Bizim köyde şehit yok değil mi?
Suat Akıncı o gece darbe olduğunu duyunca annesine 'kapıya çıkıyorum' diyerek evden çıkıyor ve arkadaşlarına 'biz gitmezsek kim gidecek' diyerek toplayarak Kızılay'a gidiyor. İşte, kardeşi Sema Akıncı'nın anlatımları:
“O akşam 21.30 sularında eve gelmiş, yemeğini yemiş. 2 bardak çay içmiş. Darbe haberini duyunca içtiği 3'üncü çay bardağını yarım bırakarak 'anne ben kapıdayım' diyerek çıkmış. Evden çıkarken de 'anne bizim köyde şehit yok değil mi' diye sormuş. Arkadaşları ile toplanmışlar, 'bizim askerimiz bize mi sıkacak? Biz gitmezsek kim gidecek, gidelim' demiş ve ardından Kızılay'a gitmişler. Atılan bombanın şarapnel parçası ciğerine isabet etmiş. Arkadaşlarına 'vuruldum' demiş ama 20 dakika daha darbecilere karşı mücadele etmeye devam etmiş. Sonuna kadar mücadele etmiş, en son yere yıkılmış. Hastaneye götürülmüş ama yere yıkıldığında şehit olmuş. Nişanlanacaktı ama şehitliği tercih etti.
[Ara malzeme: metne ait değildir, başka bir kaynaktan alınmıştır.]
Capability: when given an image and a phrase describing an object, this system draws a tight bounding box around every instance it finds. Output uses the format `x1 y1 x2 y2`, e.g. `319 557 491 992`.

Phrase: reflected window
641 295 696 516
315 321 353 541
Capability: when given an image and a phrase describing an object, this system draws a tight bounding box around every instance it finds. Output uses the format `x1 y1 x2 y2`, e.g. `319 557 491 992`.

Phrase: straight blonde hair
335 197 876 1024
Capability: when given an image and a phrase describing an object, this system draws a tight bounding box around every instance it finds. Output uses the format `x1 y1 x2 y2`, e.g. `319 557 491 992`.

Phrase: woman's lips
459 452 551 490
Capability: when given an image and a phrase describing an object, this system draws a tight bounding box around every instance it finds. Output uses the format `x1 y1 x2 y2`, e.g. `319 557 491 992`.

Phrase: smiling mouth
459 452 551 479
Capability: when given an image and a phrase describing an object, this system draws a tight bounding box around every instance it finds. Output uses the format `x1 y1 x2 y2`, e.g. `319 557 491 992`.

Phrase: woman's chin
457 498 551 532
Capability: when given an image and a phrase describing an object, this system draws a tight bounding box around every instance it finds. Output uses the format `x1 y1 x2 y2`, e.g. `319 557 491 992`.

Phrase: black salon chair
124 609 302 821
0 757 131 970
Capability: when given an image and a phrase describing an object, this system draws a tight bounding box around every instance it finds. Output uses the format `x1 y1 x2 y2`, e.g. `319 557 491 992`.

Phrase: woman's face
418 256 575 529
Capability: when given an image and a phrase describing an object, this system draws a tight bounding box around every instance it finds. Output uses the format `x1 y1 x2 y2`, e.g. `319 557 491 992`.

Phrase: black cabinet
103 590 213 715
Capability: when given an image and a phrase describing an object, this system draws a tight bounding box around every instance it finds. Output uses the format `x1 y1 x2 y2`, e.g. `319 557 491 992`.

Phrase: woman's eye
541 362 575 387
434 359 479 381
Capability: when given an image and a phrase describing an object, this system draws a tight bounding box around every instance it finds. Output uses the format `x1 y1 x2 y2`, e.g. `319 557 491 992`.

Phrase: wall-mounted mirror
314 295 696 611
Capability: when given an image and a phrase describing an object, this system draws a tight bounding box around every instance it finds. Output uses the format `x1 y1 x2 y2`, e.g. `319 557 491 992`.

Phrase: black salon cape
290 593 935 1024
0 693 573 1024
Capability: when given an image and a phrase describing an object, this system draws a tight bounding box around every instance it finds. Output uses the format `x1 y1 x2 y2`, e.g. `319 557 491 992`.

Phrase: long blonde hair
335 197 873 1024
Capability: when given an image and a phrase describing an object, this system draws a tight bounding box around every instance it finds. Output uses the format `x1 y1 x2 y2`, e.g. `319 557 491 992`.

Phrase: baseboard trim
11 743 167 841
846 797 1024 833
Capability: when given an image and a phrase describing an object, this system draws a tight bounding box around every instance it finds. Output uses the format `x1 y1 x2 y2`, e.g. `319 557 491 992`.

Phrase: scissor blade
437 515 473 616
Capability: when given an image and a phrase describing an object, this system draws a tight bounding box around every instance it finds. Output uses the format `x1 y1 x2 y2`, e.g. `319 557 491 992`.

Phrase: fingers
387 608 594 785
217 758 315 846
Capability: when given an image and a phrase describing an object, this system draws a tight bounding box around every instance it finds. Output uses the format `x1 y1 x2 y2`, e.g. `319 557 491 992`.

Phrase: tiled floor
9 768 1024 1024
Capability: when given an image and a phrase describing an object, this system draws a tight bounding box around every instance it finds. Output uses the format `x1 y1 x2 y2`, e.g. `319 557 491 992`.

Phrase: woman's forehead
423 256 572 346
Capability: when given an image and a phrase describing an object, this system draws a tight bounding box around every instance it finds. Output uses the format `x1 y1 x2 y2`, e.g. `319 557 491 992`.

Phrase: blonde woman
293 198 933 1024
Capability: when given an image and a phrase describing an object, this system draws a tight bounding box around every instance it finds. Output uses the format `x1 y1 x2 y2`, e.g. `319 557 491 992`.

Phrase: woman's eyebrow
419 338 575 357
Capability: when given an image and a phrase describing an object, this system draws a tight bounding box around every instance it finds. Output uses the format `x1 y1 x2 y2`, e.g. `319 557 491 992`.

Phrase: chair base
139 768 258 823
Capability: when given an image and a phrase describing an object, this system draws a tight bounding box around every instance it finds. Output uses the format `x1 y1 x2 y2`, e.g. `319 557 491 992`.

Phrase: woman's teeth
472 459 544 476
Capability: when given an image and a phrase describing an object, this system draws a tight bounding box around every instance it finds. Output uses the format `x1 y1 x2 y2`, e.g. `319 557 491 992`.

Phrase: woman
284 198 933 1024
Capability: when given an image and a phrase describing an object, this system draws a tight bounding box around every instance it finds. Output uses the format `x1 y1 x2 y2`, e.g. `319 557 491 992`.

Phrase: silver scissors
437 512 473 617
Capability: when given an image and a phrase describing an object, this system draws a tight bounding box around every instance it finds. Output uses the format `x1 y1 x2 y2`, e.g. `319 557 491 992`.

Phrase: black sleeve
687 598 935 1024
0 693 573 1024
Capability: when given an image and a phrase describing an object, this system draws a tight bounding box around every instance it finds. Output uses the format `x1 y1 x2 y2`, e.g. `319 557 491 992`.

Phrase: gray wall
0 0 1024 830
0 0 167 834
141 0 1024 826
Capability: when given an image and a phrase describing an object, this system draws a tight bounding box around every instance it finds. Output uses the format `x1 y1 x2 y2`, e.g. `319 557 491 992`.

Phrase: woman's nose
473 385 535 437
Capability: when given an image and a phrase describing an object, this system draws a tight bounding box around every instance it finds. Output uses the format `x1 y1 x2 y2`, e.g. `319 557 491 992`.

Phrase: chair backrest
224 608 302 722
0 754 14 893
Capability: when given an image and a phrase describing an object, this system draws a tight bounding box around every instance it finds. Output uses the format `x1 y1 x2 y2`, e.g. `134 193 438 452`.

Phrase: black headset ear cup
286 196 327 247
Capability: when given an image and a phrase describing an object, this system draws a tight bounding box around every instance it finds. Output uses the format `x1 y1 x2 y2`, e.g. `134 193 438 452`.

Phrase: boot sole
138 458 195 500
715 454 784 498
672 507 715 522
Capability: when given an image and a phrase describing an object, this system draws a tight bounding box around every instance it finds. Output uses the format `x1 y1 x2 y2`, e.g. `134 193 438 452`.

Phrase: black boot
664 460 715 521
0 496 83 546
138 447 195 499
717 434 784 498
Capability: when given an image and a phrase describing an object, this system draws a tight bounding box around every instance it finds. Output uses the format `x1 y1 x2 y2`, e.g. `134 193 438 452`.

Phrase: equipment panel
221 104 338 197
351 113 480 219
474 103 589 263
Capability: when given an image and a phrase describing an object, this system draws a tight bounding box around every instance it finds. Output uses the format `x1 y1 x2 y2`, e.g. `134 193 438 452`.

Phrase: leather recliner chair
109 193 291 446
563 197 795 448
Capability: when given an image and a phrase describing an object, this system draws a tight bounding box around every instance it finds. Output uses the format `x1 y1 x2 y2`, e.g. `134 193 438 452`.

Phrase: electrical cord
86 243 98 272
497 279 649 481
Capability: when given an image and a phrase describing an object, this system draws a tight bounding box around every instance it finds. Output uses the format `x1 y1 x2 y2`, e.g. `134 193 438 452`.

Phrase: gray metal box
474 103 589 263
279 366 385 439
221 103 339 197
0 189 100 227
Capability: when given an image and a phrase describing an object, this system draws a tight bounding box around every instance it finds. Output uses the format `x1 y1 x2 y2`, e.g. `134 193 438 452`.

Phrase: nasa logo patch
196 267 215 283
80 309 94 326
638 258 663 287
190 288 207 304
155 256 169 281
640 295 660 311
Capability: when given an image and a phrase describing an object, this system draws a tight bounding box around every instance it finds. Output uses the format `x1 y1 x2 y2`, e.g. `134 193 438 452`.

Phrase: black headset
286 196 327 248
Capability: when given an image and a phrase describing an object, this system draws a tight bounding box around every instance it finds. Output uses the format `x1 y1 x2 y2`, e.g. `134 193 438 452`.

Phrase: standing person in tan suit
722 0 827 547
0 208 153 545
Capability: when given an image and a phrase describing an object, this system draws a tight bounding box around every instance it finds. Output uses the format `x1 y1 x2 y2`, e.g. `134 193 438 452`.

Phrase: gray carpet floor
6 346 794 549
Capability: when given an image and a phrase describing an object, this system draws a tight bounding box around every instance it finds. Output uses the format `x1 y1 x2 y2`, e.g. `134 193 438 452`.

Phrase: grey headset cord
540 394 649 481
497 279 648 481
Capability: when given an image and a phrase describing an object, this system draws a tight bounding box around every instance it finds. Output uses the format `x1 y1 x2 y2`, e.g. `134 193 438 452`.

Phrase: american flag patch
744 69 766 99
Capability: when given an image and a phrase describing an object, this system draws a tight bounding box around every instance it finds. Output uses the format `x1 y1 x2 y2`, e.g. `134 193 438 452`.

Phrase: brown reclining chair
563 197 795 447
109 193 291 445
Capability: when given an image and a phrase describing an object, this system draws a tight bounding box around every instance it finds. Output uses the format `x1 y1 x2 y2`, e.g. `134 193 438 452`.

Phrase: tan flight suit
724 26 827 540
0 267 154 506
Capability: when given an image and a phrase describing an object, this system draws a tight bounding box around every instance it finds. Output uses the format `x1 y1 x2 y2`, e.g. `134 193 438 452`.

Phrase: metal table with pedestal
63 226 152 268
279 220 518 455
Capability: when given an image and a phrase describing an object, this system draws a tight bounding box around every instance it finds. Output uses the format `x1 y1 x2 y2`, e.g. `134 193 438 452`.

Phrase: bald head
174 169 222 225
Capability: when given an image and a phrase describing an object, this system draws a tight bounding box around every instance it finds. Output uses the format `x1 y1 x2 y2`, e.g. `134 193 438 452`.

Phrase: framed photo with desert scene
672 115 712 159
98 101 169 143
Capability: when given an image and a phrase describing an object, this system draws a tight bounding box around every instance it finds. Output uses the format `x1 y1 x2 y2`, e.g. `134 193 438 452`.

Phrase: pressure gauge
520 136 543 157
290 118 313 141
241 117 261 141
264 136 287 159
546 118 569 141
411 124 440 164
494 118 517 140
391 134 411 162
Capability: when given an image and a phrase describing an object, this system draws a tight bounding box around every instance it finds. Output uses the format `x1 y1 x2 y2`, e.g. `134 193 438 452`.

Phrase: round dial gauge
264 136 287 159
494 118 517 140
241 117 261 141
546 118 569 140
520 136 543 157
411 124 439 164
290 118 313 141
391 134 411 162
Kardeşimin şehit olması gurur veriyor.”
Rütbesi çok yüksek
Beytullah Yeşilay, FETÖ darbe girişimi sırasında Genelkurmay Başkanlığı'nın önünde helikopterden açılan ateş sonucu şehit oldu. İşte, eşi Asiye Yeşilay'ın söyledikleri:
“Ben o gece memleketteydim. Eşime 4 aylık kızım Miray'ın fotoğraflarını attım, beni aradı, 'Hanım, bu ne? Ortalıkta savaş var' dedi. 'Ne savaşı, benim haberim yok' dedim. Çocuk ateşlenmişti o gece. Ağrı kesici içirdim, kızımızı eşim de görsün istemiştim ama o bana 'savaş var, televizyonu aç' dedi. Sonra ben uyuyakalmışım. Gece saat 01.30 sularında tekrar telefonla aradı. 'Hatun, savaşın ortasındayım, hakkını helal et' dedi. Ben de 'ne olur eve dön' dedim. 'Tankların ortasındayız, bir iki tankı imha ettik, ortalık sakinleşti' dedi. 'Sana bir şey olursa biz sensiz ne yaparız' dedim. 'Vatan olmazsa biz de olmayız' dedi. Sonra telefonu kapattı. Sabah oldu, Ankara'ya gelirken yolda öğrendim şehit olduğunu. İş dönüşü Cumhurbaşkanı Erdoğan'ın 'sokağa çıkın' çağrısıyla üniversite öğrencisi kardeşi Şakir Yeşilay ile birlikte Genelkurmay'ın önüne gitmişler. Evden çıkarken de bağırarak 'vatanını seven çıksın, bugün savaş oluyor' diye bağırmış. Çevremde bazı hainlerin eşleri var, onlar evden çıkamıyor. Ben en azından onurlu ve gururluyum. Rütbesi çok yüksek... Rabbim vatanımıza, milletimize zeval vermesin. Vatan sağ olsun, millet sağ olsun.”